Research paper by Rebecca L RL Rabenstein, Nii A NA Addy, Barbara J BJ Caldarone, Yukiko Y Asaka, Lore M LM Gruenbaum, Luanne L LL Peters, Diana M DM Gilligan, Reiko M RM Fitzsimonds, Marina R MR Picciotto

Indexed on: 25 Feb '05Published on: 25 Feb '05Published in: The Journal of neuroscience : the official journal of the Society for Neuroscience


The adducin family of proteins interacts with the actin cytoskeleton and the plasma membrane in a calcium- and cAMP-dependent manner. Thus, adducins may be involved in changes in cytoskeletal organization resulting from synaptic stimulation. beta-Adducin knock-out mice were examined in physiological and behavioral paradigms related to synaptic plasticity to elucidate the role the adducin family plays in processes underlying learning and memory.
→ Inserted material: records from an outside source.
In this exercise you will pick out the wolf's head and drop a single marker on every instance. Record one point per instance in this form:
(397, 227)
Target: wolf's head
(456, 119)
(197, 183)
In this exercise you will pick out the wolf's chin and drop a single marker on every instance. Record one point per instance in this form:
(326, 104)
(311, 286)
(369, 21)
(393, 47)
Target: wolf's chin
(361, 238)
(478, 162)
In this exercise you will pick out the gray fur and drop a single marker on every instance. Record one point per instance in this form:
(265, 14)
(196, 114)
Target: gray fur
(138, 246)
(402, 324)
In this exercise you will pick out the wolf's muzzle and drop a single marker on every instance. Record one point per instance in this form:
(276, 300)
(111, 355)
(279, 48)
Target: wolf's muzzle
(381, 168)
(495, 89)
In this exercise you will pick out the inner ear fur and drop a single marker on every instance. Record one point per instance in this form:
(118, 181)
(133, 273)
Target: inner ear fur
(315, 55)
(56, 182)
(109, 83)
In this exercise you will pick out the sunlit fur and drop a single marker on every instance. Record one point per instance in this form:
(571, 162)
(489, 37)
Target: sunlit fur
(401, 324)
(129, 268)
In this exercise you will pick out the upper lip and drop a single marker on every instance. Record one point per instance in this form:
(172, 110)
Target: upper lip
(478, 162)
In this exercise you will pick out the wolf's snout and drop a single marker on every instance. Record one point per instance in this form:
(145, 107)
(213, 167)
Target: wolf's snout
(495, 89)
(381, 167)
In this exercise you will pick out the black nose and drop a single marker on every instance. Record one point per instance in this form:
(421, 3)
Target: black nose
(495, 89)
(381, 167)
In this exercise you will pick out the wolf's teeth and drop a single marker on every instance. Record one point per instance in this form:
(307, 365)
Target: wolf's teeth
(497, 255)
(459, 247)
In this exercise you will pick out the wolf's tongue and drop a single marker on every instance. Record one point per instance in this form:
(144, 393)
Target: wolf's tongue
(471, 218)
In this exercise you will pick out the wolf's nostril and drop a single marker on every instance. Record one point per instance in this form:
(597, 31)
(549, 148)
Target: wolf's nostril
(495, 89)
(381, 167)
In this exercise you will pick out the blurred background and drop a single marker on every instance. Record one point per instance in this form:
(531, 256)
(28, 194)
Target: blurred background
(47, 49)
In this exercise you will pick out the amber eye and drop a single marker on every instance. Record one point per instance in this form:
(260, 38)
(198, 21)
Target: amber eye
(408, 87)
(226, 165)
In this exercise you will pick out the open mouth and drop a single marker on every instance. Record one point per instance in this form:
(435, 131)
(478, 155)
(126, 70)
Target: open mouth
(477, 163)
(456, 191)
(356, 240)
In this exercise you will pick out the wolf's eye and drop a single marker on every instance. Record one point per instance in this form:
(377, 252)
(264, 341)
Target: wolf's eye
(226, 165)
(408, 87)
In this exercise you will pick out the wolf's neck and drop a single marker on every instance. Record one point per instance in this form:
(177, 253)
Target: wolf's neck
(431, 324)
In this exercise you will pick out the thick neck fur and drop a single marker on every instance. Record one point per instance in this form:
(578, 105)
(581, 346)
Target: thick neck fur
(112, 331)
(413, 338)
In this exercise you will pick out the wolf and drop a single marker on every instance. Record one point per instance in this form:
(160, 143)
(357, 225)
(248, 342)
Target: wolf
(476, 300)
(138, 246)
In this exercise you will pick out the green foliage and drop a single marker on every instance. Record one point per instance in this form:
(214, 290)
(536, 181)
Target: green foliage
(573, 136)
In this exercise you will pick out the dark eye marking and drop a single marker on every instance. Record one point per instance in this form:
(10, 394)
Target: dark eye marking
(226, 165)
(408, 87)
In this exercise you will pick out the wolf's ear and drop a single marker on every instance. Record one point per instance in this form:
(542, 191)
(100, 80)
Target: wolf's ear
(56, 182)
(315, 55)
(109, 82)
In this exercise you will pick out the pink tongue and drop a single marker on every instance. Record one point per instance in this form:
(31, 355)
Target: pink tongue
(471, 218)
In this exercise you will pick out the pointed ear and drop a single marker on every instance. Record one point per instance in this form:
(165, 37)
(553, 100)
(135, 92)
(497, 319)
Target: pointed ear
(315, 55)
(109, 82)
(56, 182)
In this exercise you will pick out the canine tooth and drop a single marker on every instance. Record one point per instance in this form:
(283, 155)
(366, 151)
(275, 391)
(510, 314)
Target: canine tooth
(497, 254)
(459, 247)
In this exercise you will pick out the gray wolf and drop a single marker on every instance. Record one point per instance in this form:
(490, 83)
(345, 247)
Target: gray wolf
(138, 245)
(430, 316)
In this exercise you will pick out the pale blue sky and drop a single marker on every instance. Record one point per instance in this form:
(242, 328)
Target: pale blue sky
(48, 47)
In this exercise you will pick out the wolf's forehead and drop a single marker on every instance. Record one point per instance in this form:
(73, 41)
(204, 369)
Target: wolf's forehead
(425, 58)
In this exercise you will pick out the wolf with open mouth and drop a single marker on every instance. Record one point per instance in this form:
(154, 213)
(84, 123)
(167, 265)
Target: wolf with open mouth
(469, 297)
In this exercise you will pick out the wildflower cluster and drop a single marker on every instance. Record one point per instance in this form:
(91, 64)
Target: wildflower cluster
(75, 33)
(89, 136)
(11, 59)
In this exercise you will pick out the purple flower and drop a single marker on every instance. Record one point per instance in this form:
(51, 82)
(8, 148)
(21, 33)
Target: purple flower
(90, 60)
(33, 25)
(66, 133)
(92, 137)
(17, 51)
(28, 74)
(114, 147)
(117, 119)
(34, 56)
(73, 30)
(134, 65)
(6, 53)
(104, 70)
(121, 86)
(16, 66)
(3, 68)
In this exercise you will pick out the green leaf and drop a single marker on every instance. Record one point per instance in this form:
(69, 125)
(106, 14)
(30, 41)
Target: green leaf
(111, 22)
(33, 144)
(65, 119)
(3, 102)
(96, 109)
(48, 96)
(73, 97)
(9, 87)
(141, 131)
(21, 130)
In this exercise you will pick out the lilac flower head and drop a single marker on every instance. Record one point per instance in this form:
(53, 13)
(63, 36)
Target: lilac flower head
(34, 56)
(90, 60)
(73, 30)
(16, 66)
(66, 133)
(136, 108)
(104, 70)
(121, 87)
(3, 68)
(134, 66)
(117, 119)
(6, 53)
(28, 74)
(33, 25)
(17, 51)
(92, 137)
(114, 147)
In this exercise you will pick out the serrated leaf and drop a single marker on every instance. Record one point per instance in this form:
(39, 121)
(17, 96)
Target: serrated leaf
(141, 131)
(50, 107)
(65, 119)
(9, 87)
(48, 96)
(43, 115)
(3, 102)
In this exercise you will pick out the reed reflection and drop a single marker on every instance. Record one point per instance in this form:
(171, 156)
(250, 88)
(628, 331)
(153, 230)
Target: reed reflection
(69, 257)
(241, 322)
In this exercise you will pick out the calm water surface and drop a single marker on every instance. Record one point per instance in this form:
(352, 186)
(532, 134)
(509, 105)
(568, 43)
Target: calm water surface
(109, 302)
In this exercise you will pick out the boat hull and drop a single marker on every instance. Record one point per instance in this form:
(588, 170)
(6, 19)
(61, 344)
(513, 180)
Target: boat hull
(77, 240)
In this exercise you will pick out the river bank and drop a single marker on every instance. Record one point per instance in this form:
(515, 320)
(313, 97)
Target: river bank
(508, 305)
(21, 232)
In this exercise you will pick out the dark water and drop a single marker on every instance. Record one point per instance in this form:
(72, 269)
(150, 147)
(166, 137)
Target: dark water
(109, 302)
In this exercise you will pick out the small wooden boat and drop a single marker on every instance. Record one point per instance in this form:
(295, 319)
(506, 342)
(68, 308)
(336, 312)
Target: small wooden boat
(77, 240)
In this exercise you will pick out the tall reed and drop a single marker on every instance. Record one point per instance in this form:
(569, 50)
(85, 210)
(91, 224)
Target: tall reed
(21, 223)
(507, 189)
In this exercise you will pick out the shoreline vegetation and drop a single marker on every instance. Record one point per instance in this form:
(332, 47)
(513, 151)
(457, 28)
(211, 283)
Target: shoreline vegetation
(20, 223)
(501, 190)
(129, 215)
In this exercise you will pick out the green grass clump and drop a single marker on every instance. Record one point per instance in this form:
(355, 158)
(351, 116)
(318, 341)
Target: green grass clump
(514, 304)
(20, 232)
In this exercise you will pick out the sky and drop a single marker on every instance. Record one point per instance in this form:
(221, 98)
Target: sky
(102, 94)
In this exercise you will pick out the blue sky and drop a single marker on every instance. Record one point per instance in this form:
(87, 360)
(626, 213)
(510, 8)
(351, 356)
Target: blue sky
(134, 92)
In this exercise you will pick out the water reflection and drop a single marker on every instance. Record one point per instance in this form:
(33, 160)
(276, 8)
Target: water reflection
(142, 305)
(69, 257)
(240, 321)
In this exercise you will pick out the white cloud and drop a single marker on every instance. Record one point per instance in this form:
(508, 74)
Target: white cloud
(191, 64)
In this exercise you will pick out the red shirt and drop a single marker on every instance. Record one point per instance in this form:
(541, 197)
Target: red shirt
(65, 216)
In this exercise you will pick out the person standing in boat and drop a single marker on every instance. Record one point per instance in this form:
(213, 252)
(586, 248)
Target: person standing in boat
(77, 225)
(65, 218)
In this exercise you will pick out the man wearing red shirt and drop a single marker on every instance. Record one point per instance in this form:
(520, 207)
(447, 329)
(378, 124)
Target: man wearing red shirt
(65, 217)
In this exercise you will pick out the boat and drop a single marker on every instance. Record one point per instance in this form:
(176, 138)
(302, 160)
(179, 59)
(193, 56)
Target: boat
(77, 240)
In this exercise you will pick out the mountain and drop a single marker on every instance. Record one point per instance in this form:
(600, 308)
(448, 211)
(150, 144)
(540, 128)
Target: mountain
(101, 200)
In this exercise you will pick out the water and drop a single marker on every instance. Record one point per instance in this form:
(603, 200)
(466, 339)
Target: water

In situ hybridization for alpha- and beta-adducin demonstrates that these mRNAs are found throughout the brain, with high levels of expression in the hippocampus. Schaffer collateral-CA1 tetanic long-term potentiation decayed rapidly in acute hippocampal slices from beta-adducin knock-out mice, although baseline spine morphology and postsynaptic density were normal. Interestingly, the input-output relationship was significantly increased in hippocampal slices from beta-adducin knock-out mice. Furthermore, beta-adducin knock-out mice were impaired in performance of fear conditioning and the water maze paradigm. The current results indicate that beta-adducin may play an important role in the cellular mechanisms underlying activity-dependent synaptic plasticity associated with learning and memory.